I'm just trying to find the article on the web, cant remember the site as I read a few while surfing the web, I don't know anything about sports gels and this was the only real negative piece I read, just wondered if people had any negative opinion of them.

I am just beginning to push my training toward long distance's and am researching  advise on nutrition for endurance training.

09/04/2013 at 11:56

I don't think anything negative per se. 
Jam sandwiches work just as well though : )

http://www.irunfar.com/2011/10/race-nutrition-with-kilian-jornet.html

 

09/04/2013 at 12:14

When playing Rugby and after training training I always used to bring along a toasted cheese and peanut butter sandwich and a banana, which is where my nickname came from, maybe I should take a few toasties on my long bike rides and see how I go, maybe try jam too

 

meface    pirate
09/04/2013 at 21:14

Did they say that only eating donuts would have the same effect. Also eating steak and chips.

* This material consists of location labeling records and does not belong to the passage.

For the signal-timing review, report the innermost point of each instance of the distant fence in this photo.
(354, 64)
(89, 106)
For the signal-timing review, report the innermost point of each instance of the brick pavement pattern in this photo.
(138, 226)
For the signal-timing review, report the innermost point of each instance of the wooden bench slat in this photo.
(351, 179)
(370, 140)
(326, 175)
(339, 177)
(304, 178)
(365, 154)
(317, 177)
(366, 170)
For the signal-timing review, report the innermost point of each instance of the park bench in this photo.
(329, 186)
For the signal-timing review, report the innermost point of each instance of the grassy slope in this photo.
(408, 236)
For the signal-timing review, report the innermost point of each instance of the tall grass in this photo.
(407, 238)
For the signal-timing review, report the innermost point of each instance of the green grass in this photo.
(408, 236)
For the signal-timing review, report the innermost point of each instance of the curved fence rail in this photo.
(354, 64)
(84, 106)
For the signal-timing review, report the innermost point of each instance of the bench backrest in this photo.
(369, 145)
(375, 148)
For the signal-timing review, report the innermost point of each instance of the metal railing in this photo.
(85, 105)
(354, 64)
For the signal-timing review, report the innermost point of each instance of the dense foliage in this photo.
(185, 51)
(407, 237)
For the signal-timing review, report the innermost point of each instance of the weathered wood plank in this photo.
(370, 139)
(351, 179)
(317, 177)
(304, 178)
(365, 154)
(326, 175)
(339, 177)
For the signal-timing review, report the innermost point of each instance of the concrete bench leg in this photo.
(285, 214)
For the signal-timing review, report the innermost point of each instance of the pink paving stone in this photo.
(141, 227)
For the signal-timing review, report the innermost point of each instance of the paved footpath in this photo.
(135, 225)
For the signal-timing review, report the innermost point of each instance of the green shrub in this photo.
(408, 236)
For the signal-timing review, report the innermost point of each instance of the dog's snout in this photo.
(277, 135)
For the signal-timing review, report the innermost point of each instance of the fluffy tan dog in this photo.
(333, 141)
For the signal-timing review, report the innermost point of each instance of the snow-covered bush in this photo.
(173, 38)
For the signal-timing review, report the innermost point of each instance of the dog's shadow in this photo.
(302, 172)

Sure if you exercise hard you need to consume fluids. Gels often state a quantity of water to take with them. Helps balance the stomach and absorb them quickly.

Others say they can be taken without water - guess what? They are watery compared to the others.

So it comes down to are you taking a concetrated or diluted energy solution.

 

Also be warned if you take gels while not exercising then they may cause weight gain.